Spoiler alert! The following comments spoil much of Susan Glaspell’s “A Jury of Her Peers.” If you want to read the story, you may do so here.
Though Susan Glaspell’s early noir “A Jury of Her Peers” (1917) has been canonized in Tony Hillerman’s The Best American Mystery Stories of the Century (2001), it is not a mystery story in the conventional sense. Minnie Wright has murdered her husband. No one in the story believes her claim that she slept undisturbed next to him while someone strangled him with a rope, nor is the reader given any reason to doubt her guilt. The only mystery is why Minnie did it. (Significantly, the name “Minnie Wright” never appears in the story. Martha Hale, a neighbor, still thinks of her as Minnie Foster because Martha remembers her as she was before marriage. In all other instances, she is referred to as “Mrs. Wright,” symbolic of the appendage she became.)
The plot of the story proper describes a visit to the Wrights’ empty house as the sheriff (Peters) and the county attorney (Henderson) collect information for the prosecution of Minnie Wright. Peters and Henderson want to interview Martha Hale’s husband, Lewis, at the house, for it was he who discovered the murder. The day before, he had stopped by to see John Wright and was informed by Minnie that her husband was dead. Upstairs, Lewis found the body. The three men are accompanied on their errand by two women. The sheriff’s wife, whose name is given only as Mrs. Peters, is going to gather items that Minnie Wright wants in jail. When Mrs. Peters becomes nervous, she asks Martha Hale to come as well.

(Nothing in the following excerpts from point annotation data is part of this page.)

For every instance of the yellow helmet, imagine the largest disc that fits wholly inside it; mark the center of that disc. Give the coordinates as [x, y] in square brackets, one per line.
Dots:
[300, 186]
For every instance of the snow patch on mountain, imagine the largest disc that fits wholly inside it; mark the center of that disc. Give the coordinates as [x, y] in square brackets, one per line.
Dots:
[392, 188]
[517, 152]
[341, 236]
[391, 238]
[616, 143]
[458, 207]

Martha feels sympathy for the accused from the outset. When her husband begins talking, she is concerned that he will “say unnecessary things that [will] just make things harder for Minnie Foster.” Thus, she disapproves when Lewis says that he “didn’t know as what [John’s] wife wanted made much difference to John” because this hints at a motive for the murder. Lewis does not follow up on this observation, however, because the attorney asks him to focus on the murder itself.

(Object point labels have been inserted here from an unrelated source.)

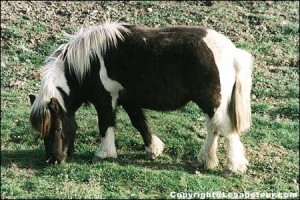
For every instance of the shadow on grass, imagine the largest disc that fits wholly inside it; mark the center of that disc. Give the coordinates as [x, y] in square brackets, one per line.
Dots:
[34, 159]
[134, 159]
[27, 159]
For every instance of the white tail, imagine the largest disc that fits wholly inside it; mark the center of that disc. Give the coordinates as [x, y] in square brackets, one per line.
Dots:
[240, 106]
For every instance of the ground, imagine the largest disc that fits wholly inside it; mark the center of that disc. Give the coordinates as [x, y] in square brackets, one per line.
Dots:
[31, 30]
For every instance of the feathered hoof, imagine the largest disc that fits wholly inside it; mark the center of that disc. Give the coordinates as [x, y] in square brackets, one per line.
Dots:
[155, 148]
[96, 159]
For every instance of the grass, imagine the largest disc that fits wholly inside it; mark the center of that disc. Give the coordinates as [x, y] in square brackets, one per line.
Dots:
[265, 29]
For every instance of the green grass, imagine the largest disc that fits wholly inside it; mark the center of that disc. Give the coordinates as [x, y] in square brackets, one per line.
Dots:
[265, 29]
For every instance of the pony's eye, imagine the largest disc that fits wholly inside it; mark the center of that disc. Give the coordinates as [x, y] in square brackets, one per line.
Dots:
[58, 130]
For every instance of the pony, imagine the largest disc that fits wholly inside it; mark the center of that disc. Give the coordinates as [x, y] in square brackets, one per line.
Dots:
[120, 64]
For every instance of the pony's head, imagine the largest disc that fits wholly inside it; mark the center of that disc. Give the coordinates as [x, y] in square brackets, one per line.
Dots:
[57, 129]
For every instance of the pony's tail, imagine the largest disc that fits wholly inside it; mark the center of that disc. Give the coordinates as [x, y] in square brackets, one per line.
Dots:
[240, 106]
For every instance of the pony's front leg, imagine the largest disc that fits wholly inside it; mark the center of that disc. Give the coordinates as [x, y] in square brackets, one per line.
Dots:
[106, 122]
[153, 145]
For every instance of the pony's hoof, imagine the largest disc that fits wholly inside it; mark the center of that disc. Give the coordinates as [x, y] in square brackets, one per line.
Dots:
[155, 149]
[96, 159]
[197, 164]
[227, 173]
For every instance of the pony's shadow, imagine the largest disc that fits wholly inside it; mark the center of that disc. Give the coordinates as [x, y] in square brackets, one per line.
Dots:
[34, 159]
[140, 160]
[26, 159]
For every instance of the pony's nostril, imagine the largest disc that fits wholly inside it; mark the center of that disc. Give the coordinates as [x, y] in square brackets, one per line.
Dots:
[48, 160]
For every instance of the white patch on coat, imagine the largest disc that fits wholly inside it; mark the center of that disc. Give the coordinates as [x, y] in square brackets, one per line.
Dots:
[107, 147]
[113, 87]
[52, 77]
[93, 41]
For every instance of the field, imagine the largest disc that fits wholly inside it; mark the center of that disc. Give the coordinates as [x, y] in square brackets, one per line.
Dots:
[30, 31]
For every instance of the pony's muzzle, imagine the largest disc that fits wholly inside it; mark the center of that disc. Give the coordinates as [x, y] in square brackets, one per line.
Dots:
[55, 161]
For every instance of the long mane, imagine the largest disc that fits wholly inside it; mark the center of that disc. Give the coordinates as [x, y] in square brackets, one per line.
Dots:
[77, 52]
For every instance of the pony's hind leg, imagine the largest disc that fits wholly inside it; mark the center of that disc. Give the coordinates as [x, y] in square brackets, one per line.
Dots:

When the three men go upstairs to look at the murder scene, Martha and Mrs. Peters stay below, and this is when then real action of the story begins. Piecing together evidence that the men are oblivious to (“Nothing here but kitchen things,” says the sheriff), the women come to understand why Minnie Wright killed her husband. First, Martha notices a paper bag of flour only half emptied into a wooden bucket. Then she notices that the kitchen table has been only half cleaned. Then Mrs. Peters notices where Minnie seems to have lost her ability to sew, and she wonders, “What do you suppose she was so—nervous about?” The answer comes, literally and/or symbolically, when they find Minnie’s pet bird, its neck broken, wrapped in a piece of silk in her sewing basket. Earlier, Martha had observed that Minnie Foster was herself like a bird (“Real sweet and pretty, but kind of timid and—fluttery. How—she—did—change”), and now the two women lock eyes “in a look of dawning comprehension, of growing horror.” Literally, the dead bird, along with a birdcage whose door has been forcibly broken, indicates that John killed his wife’s pet. Symbolically, the dead bird shows what marriage to John Foster did to the vibrant young Minnie Foster; as well, the manner of the bird’s death suggests the possibility of spousal abuse.
Though Martha and Mrs. Peters know little about the Wrights’ marriage, they know enough about the naturalistic weight of patriarchy to intuit the details that the dead bird suggests. From their perspective, if the men knew of the dead bird, it “would make certain the conviction” of Minnie Wright. Their sympathy is with Minnie, however, so they will not tell the men what they know. Commentary on the story tends to end here: As a jury, Martha and Mrs. Peters have united in support of their peer. But to stop here is to overlook what may be the story’s deepest irony: While Martha and Mrs. Peters believe that they have the power to prove Minnie’s guilt, they may well be wrong. Throughout the story, the men have treated Martha and Mrs. Peters with condescension bordering on contempt. Just as John Wright did not care what his wife wanted, it seems likely that the men would not take seriously the amateur detective work of the two women. The women’s confidence in their own power, when they may have no power at all, is classic noir.